Conflict Trends Update

AFGHANISTAN

Government troops retook Qala-e-Naw, capital of the western Badghis province, on Thursday after Taliban fighters had seized the city the day before. It was the first major provincial capital that the insurgents had captured in the course of their offensive as U.S. and NATO forces complete their withdrawal from the country. The Taliban have made significant territorial gains in the last two months, sparking fears among Afghans and outside observers alike that they could soon topple the government in Kabul.

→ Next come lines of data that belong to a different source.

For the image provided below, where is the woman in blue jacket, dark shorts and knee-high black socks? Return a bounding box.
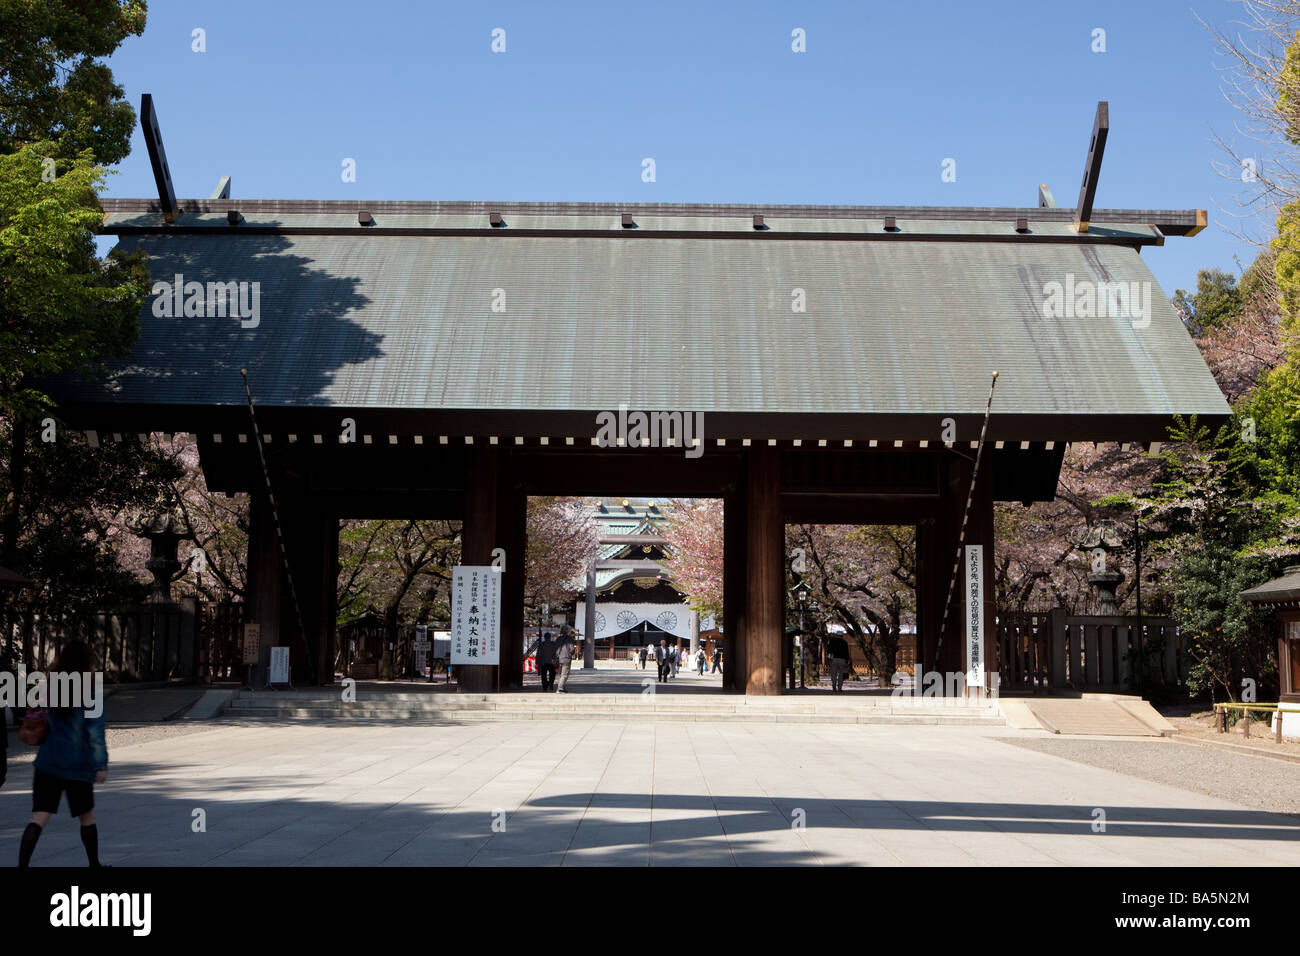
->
[18,641,108,866]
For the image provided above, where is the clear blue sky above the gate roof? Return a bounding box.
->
[108,0,1279,294]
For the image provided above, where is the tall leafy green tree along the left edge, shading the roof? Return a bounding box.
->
[0,0,162,660]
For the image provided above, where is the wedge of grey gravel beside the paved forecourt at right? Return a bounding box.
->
[1002,737,1300,816]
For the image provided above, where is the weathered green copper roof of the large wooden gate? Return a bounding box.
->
[56,200,1229,437]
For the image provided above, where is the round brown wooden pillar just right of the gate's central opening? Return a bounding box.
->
[741,446,785,696]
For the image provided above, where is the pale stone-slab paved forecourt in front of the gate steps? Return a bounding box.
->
[0,719,1300,866]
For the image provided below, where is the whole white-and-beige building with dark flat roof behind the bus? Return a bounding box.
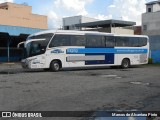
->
[63,16,136,35]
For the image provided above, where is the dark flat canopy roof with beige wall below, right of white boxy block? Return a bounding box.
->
[75,20,136,35]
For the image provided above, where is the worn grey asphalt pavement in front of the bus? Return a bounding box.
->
[0,64,160,120]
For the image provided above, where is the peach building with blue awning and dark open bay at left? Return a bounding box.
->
[0,2,48,62]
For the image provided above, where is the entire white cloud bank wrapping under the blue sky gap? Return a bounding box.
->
[43,0,151,28]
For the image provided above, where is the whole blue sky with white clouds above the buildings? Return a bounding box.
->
[0,0,154,29]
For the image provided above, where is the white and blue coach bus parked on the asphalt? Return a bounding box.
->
[22,30,149,72]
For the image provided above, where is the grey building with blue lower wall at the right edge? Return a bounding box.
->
[142,0,160,62]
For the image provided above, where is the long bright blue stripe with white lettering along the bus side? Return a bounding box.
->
[67,48,148,54]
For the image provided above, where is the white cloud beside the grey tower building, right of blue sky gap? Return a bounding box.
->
[107,0,146,25]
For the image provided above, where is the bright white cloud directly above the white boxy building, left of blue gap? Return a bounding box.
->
[47,0,93,28]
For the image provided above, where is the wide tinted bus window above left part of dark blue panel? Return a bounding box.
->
[86,35,105,47]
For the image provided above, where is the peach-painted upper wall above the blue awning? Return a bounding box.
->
[0,3,48,29]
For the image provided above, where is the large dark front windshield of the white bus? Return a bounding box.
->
[25,33,53,57]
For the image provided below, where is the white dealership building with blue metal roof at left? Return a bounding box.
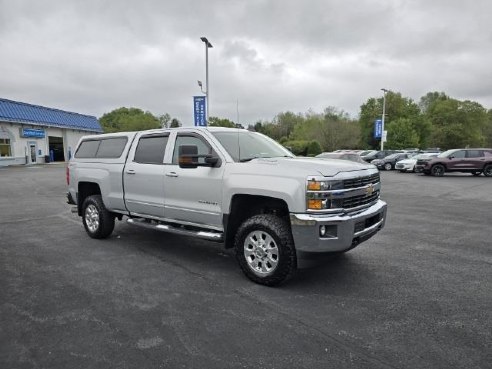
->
[0,98,102,167]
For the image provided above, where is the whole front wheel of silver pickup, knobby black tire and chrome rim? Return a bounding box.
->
[234,214,297,286]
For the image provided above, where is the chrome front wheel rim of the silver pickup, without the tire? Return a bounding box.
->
[244,231,279,277]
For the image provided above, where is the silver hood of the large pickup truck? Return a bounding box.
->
[246,157,377,177]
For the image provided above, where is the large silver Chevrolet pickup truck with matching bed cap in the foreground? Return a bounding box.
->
[67,127,386,286]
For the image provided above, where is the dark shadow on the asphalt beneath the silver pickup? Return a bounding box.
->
[110,218,373,294]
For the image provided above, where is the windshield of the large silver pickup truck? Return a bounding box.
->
[211,130,294,162]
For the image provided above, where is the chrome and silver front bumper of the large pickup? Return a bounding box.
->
[290,200,387,267]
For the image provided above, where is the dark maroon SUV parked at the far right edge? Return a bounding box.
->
[415,149,492,177]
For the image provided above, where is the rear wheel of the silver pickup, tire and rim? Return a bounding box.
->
[82,195,114,238]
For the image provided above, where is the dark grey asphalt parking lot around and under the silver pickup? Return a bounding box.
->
[0,164,492,369]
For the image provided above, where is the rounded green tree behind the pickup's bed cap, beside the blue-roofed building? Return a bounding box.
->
[99,107,161,133]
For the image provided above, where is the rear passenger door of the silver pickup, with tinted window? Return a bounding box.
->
[123,132,169,218]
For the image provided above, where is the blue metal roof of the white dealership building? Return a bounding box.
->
[0,98,103,132]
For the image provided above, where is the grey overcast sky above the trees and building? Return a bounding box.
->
[0,0,492,125]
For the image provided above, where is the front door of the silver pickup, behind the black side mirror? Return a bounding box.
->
[164,133,225,230]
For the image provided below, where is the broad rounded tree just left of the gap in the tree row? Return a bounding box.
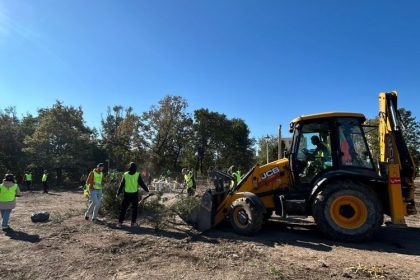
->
[23,101,96,184]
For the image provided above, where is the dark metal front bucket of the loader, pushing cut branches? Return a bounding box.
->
[181,191,214,232]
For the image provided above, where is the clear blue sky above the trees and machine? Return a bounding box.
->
[0,0,420,137]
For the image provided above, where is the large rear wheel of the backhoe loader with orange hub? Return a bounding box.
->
[312,180,384,242]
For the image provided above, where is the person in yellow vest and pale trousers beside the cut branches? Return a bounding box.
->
[85,163,104,223]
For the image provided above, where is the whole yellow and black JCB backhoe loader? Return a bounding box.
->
[188,92,416,242]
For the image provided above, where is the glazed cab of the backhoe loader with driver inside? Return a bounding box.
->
[289,113,376,191]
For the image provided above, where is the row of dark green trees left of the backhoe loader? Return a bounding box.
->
[0,96,255,183]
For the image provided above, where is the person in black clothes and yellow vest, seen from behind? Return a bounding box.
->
[116,162,149,228]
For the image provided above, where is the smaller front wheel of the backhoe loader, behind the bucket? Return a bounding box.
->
[229,198,264,236]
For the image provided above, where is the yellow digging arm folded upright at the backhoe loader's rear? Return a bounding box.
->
[379,92,417,225]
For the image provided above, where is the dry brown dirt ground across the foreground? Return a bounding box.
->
[0,182,420,280]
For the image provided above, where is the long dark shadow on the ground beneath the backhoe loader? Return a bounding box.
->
[95,215,420,256]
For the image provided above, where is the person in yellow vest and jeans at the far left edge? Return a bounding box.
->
[0,174,20,231]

Crisis Group expert Andrew Watkins says the fight over Qala-e-Naw may be a harbinger of things to come: the next phase of Afghanistan’s war could be a seesaw battle between the government and insurgents over large population centres, even as the Taliban tighten their grip on much of the countryside.

LEBANON

Interim Prime Minister Hassan Diab told a meeting of foreign ambassadors Tuesday that Lebanon is “days away from a social explosion”, as the country’s economic meltdown causes a growing humanitarian crisis. The Lebanese lira has lost more than 90 per cent of its value since mid-2019, as banks impose severe restrictions on depositors’ ability to withdraw their money. The UN estimates that 77 per cent of the population is food insecure. Meanwhile, Lebanon’s squabbling politicians have been unable to form a government since the August 2020 Beirut port disaster compelled the previous cabinet to resign. Crisis Group expert Heiko Wimmen says the political class appears unwilling to make reforms that might affect their financial interests and how they wield power. Donors should focus on emergency humanitarian aid and security-sector support, in order to stave off even greater suffering that might lead to unrest. They should also insist on transformative reforms, which are necessary if more substantial assistance is to achieve results.